Over the past week I have caught a grand total of 12 mice in traps upstairs. Hopefully that’s the lot, although the traps will remain in place just in case there’s any relatives I’ve missed.
The peas have taken off quite nicely in the garden. The first year, we used a roll of 2m high thick-wire fencing to give them a frame up which to climb. Although it worked well as far as the peas were concerned, installing and dismantling a 2m high fence some 10m in length was a horrible job. For the second year, I installed some poles, and tied string between them. Although much easier to install and dismantle, it was a lot of work. So this year, I constructed some proper frames. Using the same fencing wire as the first year, but installed in wooden panels. Very easy to put up (and presumably take down). We’ll see how they stand up to windy conditions. So far, so good.
The potatoes are also growing nicely; as are the radishes and lettuces. Beetroot, turnips, sweetcorn, carrots and parsnips have not yet made an appearance though. The polytunnel has produced some tomatoes which have now been planted out, and I believe there are some melons and watermelons in there as well.

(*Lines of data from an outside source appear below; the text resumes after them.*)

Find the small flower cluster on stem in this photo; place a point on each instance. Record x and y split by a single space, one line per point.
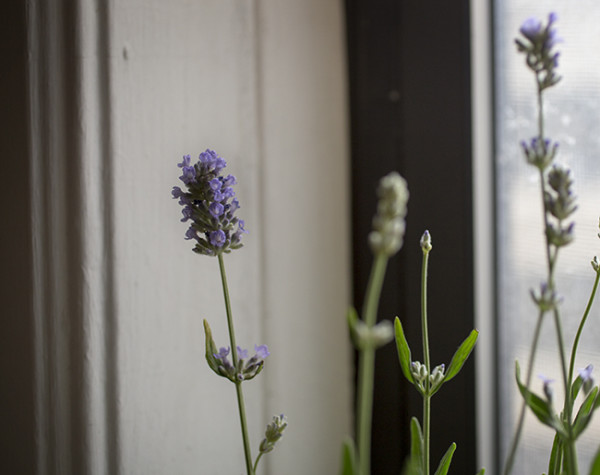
388 224
559 204
246 368
537 44
385 240
210 204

During a storm last week, our Orange Internet box died. Fortunately I still have a couple of ADSL routers so was able to reconfigure one of them. Internet access was restored. However, we were without a telephone for four days until a new Orange box arrived.
Monday this week was yet another Bank Holiday. We took the day off, and visited an equestrian event at Lamotte Beuvron, where we watched some polo, and a rather strange sport called Horseball.
On Friday Friend M invited us to dinner. We took some biltong for her to try. She quite liked it but her daughter wasn’t too keen.
Then yesterday we again went to Lamotte Beuvron to see the Agricultural show. The main reason for going was to see the reportedly heaviest bull in the world. Called Fêtard, it’s from a farm in our region, and tips the scales at 1,950kg. (French article)
Of course it wasn’t there. We were informed it was otherwise occupied, and would only be in Lamotte on Sunday (today). And as the weather forecast is for torrential rain, guess who won’t be going! Actually I don’t think many people will be going today. Because the torrential rain has actually materialized. LSS estimates we’ve had some 50mm of rain today.
The road leading to the Aged FIL has now been repaired. Due to all the daily traffic, it had developed a tremendous amount of potholes. There’s the carer who gives him breakfast, followed by the washer. Then there’s the carer who gives him lunch, and the carer who gives him dinner. Not to mention the nurse who visits regularly, and the doctor on occasion. And of course LSS uses the road several times a week. Last year LSS had 39 tons of sand/gravel delivered, and spread this out over the road surface with a scraper blade mounted to the tractor. Unfortunately the repairs didn’t last very long, so she contacted a local contractor for a quote. The quote was presented and accepted on the Aged FIL’s behalf; and all the potholes have now been filled with crushed limestone. Hopefully it lasts, because it was expensive! And as a large proportion of the Aged FIL’s pension is going into the coffers of EDF, he won’t be able to afford to pay for road repairs every year. To assist in prolonging the lifespan of the road, I have installed a “20 speed limit” sign at the entrance to his farm. Not that I have high hopes that anybody will obey it, of course.
And finally, today was bunny-sexing day for the older Mrs. Bunny’s March litter. There are two females and one male; so these have now been separated. And we have now finally been able to count the number of little ones making up the young Mrs. Bunny’s first litter. There are ten. Of course they’re not easy to photograph; since their eyes opened they’re hopping around all over the place. They’re all tiny; about ten centimetres in length.